I don’t think an open-source project really needs usage analytics, because users can already get in contact with you and mention what they like/dislike about your product and what changes they expect.
Developing an early-stage open source project is like walking in the dark: you’re probably the only user giving honest feedback about pain points and why the project sucks. With SaaS startups, you can slap Google Analytics on top and get a hint on where your typical user gets freaked out and leaves.
We are developing a service called Metarank, an open-source tool to do search-category-listing-recommendation personalization. It’s a self-hosted backend service with no UI and no SaaS version, and the feedback we usually observe looks like this:
What were other 990 Metarank users doing? Are they happy users and have no issues? Or maybe they spotted a bug and never ever attempted to use the service again? We have no idea and too many questions:
- Which geographical market should we focus on? We’re EU based, so should we go for other EU companies?
- Are people using rare features? Which part of the service should we polish the most?
- What is the last action made before a user throws Metarank out of the window?
A common way to understand what these shadow 990 users are doing is usage tracking. An app periodically phones home and reports how things are going, with different levels of granularity and privacy intrusiveness:
- Grafana: anonymous stats on used features, opt-out.
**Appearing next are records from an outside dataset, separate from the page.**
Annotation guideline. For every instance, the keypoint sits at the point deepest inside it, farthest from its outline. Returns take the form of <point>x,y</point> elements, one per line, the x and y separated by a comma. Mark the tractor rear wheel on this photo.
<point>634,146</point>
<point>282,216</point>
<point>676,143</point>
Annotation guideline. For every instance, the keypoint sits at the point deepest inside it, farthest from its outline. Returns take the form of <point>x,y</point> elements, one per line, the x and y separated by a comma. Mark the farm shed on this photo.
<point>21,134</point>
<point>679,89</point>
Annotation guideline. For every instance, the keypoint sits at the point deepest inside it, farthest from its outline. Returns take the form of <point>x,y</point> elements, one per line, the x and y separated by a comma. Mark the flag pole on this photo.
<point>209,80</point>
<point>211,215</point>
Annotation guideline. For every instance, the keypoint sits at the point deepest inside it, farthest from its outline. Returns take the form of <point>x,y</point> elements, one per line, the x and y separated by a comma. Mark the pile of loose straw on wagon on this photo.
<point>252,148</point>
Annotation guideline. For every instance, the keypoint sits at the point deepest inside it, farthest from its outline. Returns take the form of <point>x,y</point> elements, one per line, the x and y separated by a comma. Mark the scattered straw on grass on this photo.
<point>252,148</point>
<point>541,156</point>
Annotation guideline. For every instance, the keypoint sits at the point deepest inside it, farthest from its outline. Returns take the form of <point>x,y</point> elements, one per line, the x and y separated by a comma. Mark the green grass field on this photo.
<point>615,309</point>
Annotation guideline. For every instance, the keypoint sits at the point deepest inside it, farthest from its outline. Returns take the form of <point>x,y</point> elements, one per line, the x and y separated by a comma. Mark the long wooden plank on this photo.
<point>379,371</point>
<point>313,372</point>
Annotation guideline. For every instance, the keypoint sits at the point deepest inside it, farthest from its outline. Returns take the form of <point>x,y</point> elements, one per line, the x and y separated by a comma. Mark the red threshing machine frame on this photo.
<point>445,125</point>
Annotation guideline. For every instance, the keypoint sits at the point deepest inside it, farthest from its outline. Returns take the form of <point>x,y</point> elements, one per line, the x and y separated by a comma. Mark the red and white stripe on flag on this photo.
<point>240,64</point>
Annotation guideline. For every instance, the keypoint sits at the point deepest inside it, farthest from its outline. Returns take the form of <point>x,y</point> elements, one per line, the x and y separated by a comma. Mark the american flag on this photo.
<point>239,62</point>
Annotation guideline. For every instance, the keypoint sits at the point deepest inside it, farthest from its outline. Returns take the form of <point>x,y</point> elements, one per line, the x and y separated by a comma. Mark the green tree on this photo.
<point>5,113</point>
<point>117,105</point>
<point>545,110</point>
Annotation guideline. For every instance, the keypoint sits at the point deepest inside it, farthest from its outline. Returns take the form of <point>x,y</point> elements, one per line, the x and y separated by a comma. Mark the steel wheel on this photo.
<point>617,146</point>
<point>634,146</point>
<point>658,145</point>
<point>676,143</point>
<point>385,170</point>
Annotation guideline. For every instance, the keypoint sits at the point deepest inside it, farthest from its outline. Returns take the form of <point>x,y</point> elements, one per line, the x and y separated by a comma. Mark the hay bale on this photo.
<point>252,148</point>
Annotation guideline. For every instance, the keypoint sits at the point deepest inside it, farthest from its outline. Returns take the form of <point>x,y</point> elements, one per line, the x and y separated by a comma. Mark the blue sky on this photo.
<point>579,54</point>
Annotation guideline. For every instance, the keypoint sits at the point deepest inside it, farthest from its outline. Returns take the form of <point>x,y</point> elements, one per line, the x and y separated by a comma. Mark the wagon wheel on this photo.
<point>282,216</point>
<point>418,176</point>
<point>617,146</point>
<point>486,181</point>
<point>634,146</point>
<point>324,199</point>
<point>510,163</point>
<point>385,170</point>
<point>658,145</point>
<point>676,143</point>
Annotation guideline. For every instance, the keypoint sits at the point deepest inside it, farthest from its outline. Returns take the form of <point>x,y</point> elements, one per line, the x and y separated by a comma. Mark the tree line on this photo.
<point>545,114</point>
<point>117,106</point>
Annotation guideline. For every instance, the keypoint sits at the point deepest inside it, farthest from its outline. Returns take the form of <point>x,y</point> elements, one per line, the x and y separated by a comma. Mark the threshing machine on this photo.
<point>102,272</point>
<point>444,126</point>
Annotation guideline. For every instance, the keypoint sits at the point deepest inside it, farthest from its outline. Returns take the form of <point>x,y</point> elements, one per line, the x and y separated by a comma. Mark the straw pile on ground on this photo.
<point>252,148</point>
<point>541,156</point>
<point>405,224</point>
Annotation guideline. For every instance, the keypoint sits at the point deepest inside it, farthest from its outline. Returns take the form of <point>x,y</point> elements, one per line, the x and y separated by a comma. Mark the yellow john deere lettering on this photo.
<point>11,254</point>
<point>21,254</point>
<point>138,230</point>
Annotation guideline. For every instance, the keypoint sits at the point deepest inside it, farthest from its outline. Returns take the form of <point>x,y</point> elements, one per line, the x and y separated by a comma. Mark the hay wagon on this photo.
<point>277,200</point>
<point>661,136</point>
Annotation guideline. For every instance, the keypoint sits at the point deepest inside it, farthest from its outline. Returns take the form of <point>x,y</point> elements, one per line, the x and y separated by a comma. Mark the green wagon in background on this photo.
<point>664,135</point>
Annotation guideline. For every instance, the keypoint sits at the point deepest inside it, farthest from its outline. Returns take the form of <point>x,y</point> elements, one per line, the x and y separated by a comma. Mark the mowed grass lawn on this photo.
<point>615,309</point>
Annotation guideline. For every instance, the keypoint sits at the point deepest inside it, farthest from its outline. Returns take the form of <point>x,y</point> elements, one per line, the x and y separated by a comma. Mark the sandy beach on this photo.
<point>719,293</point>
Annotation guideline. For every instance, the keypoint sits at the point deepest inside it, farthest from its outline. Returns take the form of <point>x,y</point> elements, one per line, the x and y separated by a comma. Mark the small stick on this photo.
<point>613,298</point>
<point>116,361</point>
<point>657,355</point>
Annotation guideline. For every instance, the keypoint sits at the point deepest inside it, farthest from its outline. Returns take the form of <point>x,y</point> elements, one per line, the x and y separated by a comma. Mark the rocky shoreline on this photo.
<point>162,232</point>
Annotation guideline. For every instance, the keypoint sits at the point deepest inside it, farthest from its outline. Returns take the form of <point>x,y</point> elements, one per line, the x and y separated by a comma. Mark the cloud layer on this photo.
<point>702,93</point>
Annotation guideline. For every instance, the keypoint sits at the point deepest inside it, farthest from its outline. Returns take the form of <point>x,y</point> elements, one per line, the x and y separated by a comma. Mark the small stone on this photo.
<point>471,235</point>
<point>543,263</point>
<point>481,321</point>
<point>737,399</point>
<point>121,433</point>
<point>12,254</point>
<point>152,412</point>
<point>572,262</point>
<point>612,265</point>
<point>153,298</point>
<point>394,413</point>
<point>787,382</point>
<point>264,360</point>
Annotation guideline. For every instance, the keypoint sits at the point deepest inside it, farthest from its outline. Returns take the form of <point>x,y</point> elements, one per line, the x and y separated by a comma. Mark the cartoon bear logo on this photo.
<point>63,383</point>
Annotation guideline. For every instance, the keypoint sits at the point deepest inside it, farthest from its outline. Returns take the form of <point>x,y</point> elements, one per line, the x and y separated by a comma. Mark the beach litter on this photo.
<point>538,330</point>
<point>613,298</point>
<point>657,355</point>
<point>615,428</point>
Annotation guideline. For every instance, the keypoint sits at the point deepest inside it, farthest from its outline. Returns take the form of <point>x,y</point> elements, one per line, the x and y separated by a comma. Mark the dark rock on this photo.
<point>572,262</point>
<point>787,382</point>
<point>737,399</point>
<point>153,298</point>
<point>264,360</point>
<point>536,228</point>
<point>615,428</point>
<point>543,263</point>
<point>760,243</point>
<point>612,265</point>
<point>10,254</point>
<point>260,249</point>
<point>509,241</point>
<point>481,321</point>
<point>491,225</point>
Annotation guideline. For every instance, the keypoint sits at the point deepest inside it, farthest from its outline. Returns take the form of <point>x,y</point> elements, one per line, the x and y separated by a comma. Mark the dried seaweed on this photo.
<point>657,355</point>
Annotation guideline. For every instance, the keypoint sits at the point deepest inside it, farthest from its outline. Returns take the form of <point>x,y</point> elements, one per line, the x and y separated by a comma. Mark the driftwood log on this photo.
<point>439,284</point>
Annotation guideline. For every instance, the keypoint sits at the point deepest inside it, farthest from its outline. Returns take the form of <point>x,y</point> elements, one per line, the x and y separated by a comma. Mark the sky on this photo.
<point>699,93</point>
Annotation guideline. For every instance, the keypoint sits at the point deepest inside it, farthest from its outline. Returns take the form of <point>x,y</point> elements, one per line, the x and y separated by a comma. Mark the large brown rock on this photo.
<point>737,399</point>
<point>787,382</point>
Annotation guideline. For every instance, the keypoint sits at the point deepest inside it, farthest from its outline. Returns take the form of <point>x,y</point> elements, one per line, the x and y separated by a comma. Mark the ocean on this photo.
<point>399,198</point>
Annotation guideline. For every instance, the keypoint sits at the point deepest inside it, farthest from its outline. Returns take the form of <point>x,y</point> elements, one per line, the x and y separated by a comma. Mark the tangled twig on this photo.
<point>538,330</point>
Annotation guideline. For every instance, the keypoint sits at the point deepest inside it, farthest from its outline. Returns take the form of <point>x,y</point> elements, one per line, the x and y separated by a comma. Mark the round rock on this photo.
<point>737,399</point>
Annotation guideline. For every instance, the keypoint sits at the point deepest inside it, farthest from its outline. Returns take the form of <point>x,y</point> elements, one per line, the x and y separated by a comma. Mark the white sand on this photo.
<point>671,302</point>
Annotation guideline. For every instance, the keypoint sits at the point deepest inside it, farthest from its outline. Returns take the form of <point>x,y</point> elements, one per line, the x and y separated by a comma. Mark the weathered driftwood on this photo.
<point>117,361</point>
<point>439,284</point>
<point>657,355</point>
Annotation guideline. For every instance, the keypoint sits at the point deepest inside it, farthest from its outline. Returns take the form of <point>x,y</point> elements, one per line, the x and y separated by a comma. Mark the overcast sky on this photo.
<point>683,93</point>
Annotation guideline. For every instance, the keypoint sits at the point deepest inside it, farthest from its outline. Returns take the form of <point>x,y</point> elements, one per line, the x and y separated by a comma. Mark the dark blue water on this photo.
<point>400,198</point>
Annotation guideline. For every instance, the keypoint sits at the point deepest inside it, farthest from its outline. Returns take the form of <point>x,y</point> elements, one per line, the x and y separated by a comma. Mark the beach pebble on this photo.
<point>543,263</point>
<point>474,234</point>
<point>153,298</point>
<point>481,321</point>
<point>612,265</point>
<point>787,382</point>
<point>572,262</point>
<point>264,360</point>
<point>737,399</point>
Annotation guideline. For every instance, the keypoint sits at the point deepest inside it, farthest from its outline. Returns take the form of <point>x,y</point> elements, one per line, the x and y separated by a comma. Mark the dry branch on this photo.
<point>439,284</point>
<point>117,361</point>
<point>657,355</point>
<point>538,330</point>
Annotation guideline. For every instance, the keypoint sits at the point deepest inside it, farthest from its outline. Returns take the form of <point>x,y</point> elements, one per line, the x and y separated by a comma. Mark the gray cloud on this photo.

- Gitlab: non-anonymous stats, opt-out.
- Kong: anonymous error reports, opt-out.
- gcloud cli: anonymous usage data, opt-in.
- warp: non-anonymous, opt-out.
Community projects usually don’t care much about feedback; large enterprises already know what users do and want, but small companies have no other way to harvest feedback.
How often do you personally provide feedback to open source project maintainers?
– Why does X send a 1Mb payload to a Chinese IP address every minute?
– Oh, it’s just a version update check!
(A HN wisdom)
There are other shady options to implement tracking, but without clearly stating that tracking exists:
- Version update check on each startup: the same tracking, but with a different official name and reason.
- Sentry-style stack trace and exception collection in case of errors and warnings. With a sufficient number of triggered warnings across the code (which are only logged to Sentry, and not stdout), it can provide the same amount of analytical information as regular tracking.
While sneaky tracking methods do work, be prepared to get uncomfortable questions from your users.
In Metarank, we’re trying to be as nice as possible with this delicate question:
- We track both usage analytics and error reporting, and it can be separately toggled in a config file and has a separate chapter in docs:
- The analytical payload has no IP and personal information:
- The API accepting payloads is open-source and does not store IP addresses.